Department of Obstetrics and Gynecology, Northwestern University Feinberg School of Medicine, Northwestern University, Chicago, IL, United States.
Department of Obstetrics and Gynecology, Northwestern University Feinberg School of Medicine, Northwestern University, Chicago, IL, United States.
Pregnancy Hypertens. 2022 Dec;30:82-86. doi: 10.1016/j.preghy.2022.08.010. Epub 2022 Aug 31.
In response to 2013 guidelines for hypertensive disorders of pregnancy (HDP), our study examined changes in antenatal management and postpartum readmission (PPR) over time.
This is a retrospective cohort study of individuals diagnosed antenatally with HDP who delivered at a tertiary care center from 2012 to 2017.
The primary outcome was postpartum readmission for HDP in 2012-2013 vs 2014-2017. Secondary outcomes included intravenous magnesium administration and prescription for oral (PO) antihypertensive medication during delivery admission. Multivariable logistic regression models assessed differences in outcomes over time, adjusted for age, race, and payer status, for HDP with and without severe features, defined by ACOG criteria.
Of 5,300 eligible individuals, 73.5 % had HDP without severe features and 26.5 % had severe features.

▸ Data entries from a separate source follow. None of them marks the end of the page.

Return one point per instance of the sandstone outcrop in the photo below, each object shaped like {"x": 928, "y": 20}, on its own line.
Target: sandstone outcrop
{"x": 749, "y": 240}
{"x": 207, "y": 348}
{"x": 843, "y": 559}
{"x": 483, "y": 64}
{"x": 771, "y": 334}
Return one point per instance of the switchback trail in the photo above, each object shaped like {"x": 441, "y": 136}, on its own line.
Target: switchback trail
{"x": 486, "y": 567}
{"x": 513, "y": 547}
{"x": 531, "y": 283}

The PPR frequency in this cohort was 1.1 % (N = 59). There was no difference in PPR for individuals with HDP without severe features (aOR 0.73; 95 % CI 0.28-1.88) or with severe features (aOR 1.30; 95 % CI 0.50-3.39) by epoch. Magnesium administration for HDP with severe features remained below 80 % over time. Magnesium administration for HDP without severe features and discharge prescriptions for PO medications for HDP with severe features were lower after 2013. Neither magnesium administration nor discharge prescriptions were associated with decreased odds of PPR.
Although there was no difference in PPR for HDP after 2013, there were changes in antenatal management of HDP, including decreased magnesium administration for individuals with HDP without severe features and PO medication for individuals with severe features.

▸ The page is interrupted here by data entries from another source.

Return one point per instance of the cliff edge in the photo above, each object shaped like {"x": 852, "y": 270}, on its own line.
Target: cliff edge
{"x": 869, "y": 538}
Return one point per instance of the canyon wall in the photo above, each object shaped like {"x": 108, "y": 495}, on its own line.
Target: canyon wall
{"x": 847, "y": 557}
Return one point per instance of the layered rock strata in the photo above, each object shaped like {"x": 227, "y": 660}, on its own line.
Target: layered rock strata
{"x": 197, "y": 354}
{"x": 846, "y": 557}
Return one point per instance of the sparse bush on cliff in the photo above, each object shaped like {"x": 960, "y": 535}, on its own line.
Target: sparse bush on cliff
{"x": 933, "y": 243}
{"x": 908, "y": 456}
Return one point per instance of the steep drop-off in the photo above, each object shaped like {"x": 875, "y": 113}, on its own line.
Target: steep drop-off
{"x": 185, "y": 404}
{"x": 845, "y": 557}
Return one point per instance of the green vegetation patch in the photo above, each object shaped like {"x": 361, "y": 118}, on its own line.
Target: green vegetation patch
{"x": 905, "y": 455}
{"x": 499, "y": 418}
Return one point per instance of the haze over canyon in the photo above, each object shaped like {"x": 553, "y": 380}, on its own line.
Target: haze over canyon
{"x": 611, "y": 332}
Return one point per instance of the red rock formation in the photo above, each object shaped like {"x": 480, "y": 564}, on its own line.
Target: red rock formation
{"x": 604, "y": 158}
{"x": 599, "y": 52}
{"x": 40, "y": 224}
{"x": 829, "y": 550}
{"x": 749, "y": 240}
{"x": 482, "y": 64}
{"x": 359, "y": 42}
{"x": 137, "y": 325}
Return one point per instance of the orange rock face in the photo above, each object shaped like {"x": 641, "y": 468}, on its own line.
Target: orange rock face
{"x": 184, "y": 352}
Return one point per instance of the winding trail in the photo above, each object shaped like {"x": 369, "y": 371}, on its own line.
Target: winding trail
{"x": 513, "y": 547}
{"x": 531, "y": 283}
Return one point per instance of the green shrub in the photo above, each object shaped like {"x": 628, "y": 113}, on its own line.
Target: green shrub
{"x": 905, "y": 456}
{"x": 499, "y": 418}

针对 2013 年妊娠高血压疾病(HDP)指南,本研究旨在观察一段时间内产前管理和产后再入院(PPR)的变化。
这是一项回顾性队列研究,纳入了 2012 年至 2017 年在三级医疗中心产前诊断为 HDP 并分娩的个体。
主要结局是 2012-2013 年与 2014-2017 年 HDP 的产后再入院。次要结局包括分娩期间静脉内镁的使用和口服(PO)降压药物的处方。多变量逻辑回归模型评估了在有和无 ACOG 标准定义的严重特征的 HDP 中,随着时间的推移,在年龄、种族和支付人状态调整后的结局差异。
在 5300 名符合条件的个体中,73.5%的个体患有无严重特征的 HDP,26.5%的个体患有严重特征的 HDP。该队列的 PPR 频率为 1.1%(N=59)。无严重特征的 HDP 患者(aOR 0.73;95%CI 0.28-1.88)或有严重特征的 HDP 患者(aOR 1.30;95%CI 0.50-3.39)的 PPR 无差异按时间。严重特征的 HDP 患者的镁治疗始终低于 80%。无严重特征的 HDP 患者的镁治疗和严重特征的 HDP 患者的 PO 药物出院处方在 2013 年后降低。镁治疗和出院处方均与 PPR 几率的降低无关。
尽管 2013 年后 HDP 的 PPR 没有差异,但 HDP 的产前管理发生了变化,包括无严重特征的 HDP 患者的镁治疗减少和严重特征的 HDP 患者的 PO 药物治疗减少。